Arlindo foi até o quarto e se armou. E esta colher? Jogou-a sobre a colcha florida. Hesitou. Saída nenhuma? Um susto já estava bom. Atravessava a sala, na mão trêmula, a pistolinha antiga de dois canos traste inútil jamais utilizado.  Deus do céu, disfarçando, pelo menos, até  o meio da rua. Por que férias? Calasse a boca, chegava. Uma tarde azul, grudada num céu azul. Tanto tempo. Se nem chuva. Fecho a porta, resto do dia. Ver ninguém. Tanta gente, por que? Tropeçou na mesa. Densa nuvem, imensa, escondendo a tarde. Se um milagre, ao menos: um raio, uma rádio-patrulha.

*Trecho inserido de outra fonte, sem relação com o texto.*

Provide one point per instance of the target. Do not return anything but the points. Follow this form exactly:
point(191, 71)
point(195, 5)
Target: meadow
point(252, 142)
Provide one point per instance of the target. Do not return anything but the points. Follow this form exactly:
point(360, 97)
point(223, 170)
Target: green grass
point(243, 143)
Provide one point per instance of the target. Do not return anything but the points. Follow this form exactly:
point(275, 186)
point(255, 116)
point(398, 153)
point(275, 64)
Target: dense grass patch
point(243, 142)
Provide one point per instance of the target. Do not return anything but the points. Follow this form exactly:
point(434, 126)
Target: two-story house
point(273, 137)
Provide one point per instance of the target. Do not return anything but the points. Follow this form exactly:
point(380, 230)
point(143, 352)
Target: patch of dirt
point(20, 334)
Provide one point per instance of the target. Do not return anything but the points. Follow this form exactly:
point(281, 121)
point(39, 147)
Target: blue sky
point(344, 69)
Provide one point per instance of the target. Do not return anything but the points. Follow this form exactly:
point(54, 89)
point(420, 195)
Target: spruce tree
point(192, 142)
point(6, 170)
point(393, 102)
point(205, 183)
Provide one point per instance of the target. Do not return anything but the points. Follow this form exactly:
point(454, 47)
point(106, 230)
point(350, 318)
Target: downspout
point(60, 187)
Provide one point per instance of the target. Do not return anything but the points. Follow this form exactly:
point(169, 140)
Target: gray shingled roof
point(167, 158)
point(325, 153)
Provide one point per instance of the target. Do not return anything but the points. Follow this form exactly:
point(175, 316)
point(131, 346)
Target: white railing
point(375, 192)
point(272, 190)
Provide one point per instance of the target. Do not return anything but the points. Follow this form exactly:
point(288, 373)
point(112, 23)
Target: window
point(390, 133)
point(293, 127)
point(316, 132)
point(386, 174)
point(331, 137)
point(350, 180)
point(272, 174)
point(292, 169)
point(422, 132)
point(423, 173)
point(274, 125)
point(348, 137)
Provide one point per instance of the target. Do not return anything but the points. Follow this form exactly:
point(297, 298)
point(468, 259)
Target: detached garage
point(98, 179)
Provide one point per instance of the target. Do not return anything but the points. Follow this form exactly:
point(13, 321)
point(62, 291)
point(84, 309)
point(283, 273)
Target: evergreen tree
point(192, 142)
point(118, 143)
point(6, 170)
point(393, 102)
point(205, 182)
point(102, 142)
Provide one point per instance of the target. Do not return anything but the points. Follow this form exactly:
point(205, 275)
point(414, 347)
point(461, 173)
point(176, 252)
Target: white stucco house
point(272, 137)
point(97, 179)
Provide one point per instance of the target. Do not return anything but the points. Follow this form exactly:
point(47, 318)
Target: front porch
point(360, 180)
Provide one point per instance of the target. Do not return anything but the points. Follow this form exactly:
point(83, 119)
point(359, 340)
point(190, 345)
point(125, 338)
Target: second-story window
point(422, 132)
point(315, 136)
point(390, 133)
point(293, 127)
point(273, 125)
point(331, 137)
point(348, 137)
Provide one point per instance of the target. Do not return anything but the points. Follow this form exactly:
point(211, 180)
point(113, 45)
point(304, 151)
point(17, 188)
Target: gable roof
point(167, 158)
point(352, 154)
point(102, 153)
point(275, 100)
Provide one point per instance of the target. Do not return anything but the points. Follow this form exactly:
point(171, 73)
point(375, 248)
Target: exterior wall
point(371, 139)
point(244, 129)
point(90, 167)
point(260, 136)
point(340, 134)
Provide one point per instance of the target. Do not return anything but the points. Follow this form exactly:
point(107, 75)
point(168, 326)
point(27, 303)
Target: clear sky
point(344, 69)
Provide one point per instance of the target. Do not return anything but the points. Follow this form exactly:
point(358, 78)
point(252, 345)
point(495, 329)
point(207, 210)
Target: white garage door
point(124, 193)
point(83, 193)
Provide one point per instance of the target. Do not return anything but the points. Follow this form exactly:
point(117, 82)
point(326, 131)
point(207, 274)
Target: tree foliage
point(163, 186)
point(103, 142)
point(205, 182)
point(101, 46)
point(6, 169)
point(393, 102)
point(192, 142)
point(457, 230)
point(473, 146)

Chegou á porta ostentando o artefato avorengo, ridículo arremedo de segurança. Deus do céu será que vendo, pelo menos?

Marcão riu. Dentes enormes, brancos demais. A ruiva bigodeira bateu asas.

– Quem não é homem? –
  vagido a custo arrancado dos intestinos, vontade pânica de que o outro se afastasse para o meio da rua.

– Você tá se borrando de medo, velho cagão. Vem pra cá que eu mijo no cano desta bosta.
Pernas sem governo, Arlindo desceu alguns degraus. Amargor na boca. Tentou o equilíbrio num mundo oscilante, oscilou também e parou.

– Vai! – ordenou Idalina.

E era um dado real, uma voz conhecida. Ele desceu mais dois degraus.  Pelo amor de Deus, o mundo tem de se acabar? Melhor não tivesse bala. Será que não? Um homem nunca na vida sente medo, nem apontando? Uma falha: a vida sem conserto.

– Vem, velho cagão!

Deu mais um passo e atirou.

Sem parar de rir, Marcão encolheu o corpo, a cabeça pendeu, e caindo arrancou um pedaço do portão. Ora, mas o que foi que me aconteceu?

No fundo do quintal, as bananeiras agitavam os braços na direção do céu. Sacola cheia de roupa, Arlindo procurava o buraco na cerca. Idalina chegou correndo e o segurou pela manga, mas os olhos que viu eram de fundo de caverna: um vazio negro luminoso. Arlindo conseguiu desprender-se e sumiu no mato.


– Você desgraçou nossa vida, ela ainda gritou.